James S. Cowan  (born January 22, 1942) is a Canadian lawyer, a senator from Nova Scotia from 2005 to 2017, and was Leader of the Opposition in the Senate from 2008 to 2015 and leader of the Independent Liberal caucus until June 15, 2016. A lawyer, Cowan has been a partner at the legal firm of Stewart McKelvey since 1967. He retired from the senate on January 22, 2017, having reached the mandatory retirement age for senators.

Education
He received a Bachelor of Arts degree and Bachelor of Law degree from Dalhousie University, where he was a member of Phi Delta Theta fraternity. He received his Master of Laws degree in 1966 from the London School of Economics.

Nova Scotia politics
In November 1985, Cowan announced he would seek the leadership of the Nova Scotia Liberal Party, but was defeated by Vince MacLean at the February 1986 leadership convention.

Senate
He was appointed to the Senate on the advice of prime minister Paul Martin on March 24, 2005 as a Liberal Party of Canada Senator. In 2008, he was appointed Leader of the Opposition in the Senate of Canada

In 2012, it was reported that Cowan and other Senate leaders allowed Senator Joyce Fairbairn to continue voting on legislative matters for four months after she was declared legally incompetent due to dementia caused by Alzheimer’s disease.

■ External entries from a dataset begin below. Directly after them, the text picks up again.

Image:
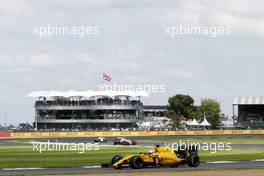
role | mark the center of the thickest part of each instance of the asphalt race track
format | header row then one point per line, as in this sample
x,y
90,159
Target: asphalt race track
x,y
87,169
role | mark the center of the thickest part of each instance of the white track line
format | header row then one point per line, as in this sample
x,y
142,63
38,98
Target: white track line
x,y
90,167
222,162
30,168
259,160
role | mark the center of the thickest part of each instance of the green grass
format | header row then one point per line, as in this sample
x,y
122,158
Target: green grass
x,y
24,156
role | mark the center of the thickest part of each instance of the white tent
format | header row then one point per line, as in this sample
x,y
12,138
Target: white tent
x,y
194,123
205,123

Leader of the Independent Senate Liberal Caucus
On January 29, 2014, Liberal Party leader Justin Trudeau announced all Liberal Senators, including Cowan, were removed from the Liberal caucus, and would continue sitting as Independents. The Senators continued to refer to themselves as the Senate Liberal Caucus even if they are no longer members of the parliamentary Liberal caucus. Liberal senators reaffirmed Cowan as their leader in 2014 through internal elections.

At the time that Trudeau removed Cowan and his fellow Liberal Senators from the Liberal caucus, Cowan's daughter Suzanne served as a senior advisor to Trudeau.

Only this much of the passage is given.